The discussion started with a traditional welcoming and prayer, followed by a welcome to the territory from Anne Mack. She said it’s encouraging to have so many ministers present around the table and that shows the province is taking their government-to-government meetings serious. Mack acknowledged the progress the province has made recently in adopting the UNDRIP legislation. Although this is a monumental act, the Maa-nulth nations are still dealing with several challenges since implementation of the treaty.

The biggest of these challenges is financial, Mack explained. She pointed out that the colonial mind is still alive and well and this means both parties at the table must work harder to educate front-line workers on how to eliminate this from their belief system.

“We acknowledge that there is lots of hard work ahead if us,” she said. “I look forward to working on this together.”

Scott Fraser also offered a welcoming. He used the Nuu-chah-nulth principle of Hišuk ma c̕awak, explaining that he believes everything is connected and one, and that by working together they will be stronger. He shared his believe that the government-to-government forums will continue to get better year after year.

Climate Change

Since Minister Heyman could not stay for the whole day, climate change began the official discussions of the day. He talked about the importance of including indigenous knowledge when the Province draws up climate change initiatives. He acknowledged that CleanBC could have consulted First Nations more in Phase One, but that they will learn from this and reach out more to the communities. He also stressed the importance of creating economic opportunities for First Nation communities.

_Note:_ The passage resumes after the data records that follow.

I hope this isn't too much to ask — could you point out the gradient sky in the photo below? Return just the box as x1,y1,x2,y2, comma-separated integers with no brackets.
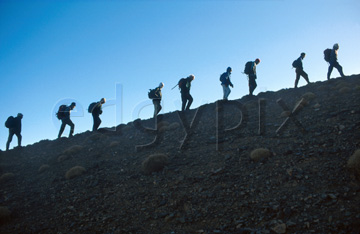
0,0,360,149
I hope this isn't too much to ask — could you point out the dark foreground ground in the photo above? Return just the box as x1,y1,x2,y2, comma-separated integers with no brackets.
0,75,360,234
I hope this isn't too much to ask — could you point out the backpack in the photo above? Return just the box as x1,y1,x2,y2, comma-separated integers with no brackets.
88,102,96,113
148,89,157,99
324,48,332,62
56,105,66,119
292,59,300,68
5,116,15,128
178,78,186,89
244,61,253,75
220,73,226,83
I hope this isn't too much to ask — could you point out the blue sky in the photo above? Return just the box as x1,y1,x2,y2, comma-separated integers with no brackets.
0,0,360,149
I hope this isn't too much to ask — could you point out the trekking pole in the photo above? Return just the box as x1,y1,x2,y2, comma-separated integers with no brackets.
171,84,178,90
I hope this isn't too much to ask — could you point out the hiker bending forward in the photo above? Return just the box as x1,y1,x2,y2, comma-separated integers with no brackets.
220,67,234,100
327,43,345,80
249,58,260,96
91,98,106,131
6,113,23,150
294,53,310,88
179,75,195,111
58,102,76,138
152,82,164,118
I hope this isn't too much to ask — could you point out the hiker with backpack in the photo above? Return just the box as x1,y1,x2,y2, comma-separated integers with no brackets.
324,43,345,80
244,58,260,96
292,52,310,88
148,82,164,118
220,67,234,101
56,102,76,138
5,113,23,151
88,98,106,131
178,75,195,111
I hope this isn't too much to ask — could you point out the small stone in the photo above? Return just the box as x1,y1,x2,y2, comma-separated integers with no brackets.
271,223,286,233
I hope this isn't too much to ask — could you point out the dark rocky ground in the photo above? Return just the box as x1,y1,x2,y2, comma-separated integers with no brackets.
0,75,360,233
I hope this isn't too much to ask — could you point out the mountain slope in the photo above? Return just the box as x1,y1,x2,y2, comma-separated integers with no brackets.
0,75,360,233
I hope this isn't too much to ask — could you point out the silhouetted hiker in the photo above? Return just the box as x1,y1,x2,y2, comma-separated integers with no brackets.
325,43,345,80
88,98,106,131
292,53,310,88
244,58,260,96
178,75,195,111
56,102,76,138
148,82,164,118
5,113,23,151
220,67,234,100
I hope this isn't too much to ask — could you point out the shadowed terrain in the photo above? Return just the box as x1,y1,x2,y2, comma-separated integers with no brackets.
0,75,360,233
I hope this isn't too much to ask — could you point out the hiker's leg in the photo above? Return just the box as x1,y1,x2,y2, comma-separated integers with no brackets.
225,86,231,100
336,63,345,77
186,93,193,110
181,94,187,111
15,132,22,147
67,118,75,137
295,72,300,88
6,129,15,151
327,64,334,80
58,120,66,138
93,114,101,131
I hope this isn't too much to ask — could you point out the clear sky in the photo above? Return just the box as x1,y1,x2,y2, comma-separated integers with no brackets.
0,0,360,149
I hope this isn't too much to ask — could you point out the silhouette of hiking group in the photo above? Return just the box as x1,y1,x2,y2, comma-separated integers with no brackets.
5,43,345,151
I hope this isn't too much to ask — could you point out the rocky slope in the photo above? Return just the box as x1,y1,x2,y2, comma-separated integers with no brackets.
0,75,360,233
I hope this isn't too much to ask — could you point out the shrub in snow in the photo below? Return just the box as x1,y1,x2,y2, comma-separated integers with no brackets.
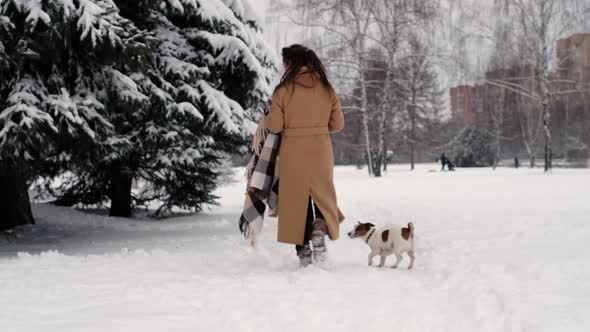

Robert Dennis brought up how much removing First Nations people from the land has changed the ecosystem where they traditionally lived. The example he offered was that when the seal hunt stopped sea urchins became more plentiful, and now they are harming the kelp beds, which are important for overall health of the ocean. He said there are many more examples of where the balance was disrupted when First Nations left their land. He stressed the importance of returning the balance by bringing Indigenous People back to their land. Scott Fraser supported this idea stating that forestry and tourism could bring people home.

New Fiscal Relationship

Wilfred Cootes presented on the fiscal relationship. He said one big obstacle they must overcome is the collaborative Fiscal Financing Agreement. He indicated that during the negotiations in 2018/19 provincial negotiators repeatedly stated that BC was committed to renewing its fiscal relationship with Maa-nulth Nations. After lengthy negotiations, it is the belief of the Maa-nulth Nations that BC’s offer of status quo funding would equal 0.3 to 0.6% of federal funding for each year under the FFA. This offer was accepted under protest, but the Maa-nulth Nations are still waiting for BC to negotiate more appropriate funding.

Cootes said this is a defining moment in the relationship between Maa-nulth Nations and the Province. He asked on behalf of the other Nations that the Province:

  • Contribute to some of the cost associated with participating in the provincial collaborative fiscal financing process
  • They empower their team with a strong mandate to deliver on the work we are doing together
  • Create a realistic and clear timeline to complete the work.

He wrapped up by stating that it is the hope of the Maa-nulth Nations that the relationship they have with the province be repaired, because when First Nations succeeds everyone succeeds.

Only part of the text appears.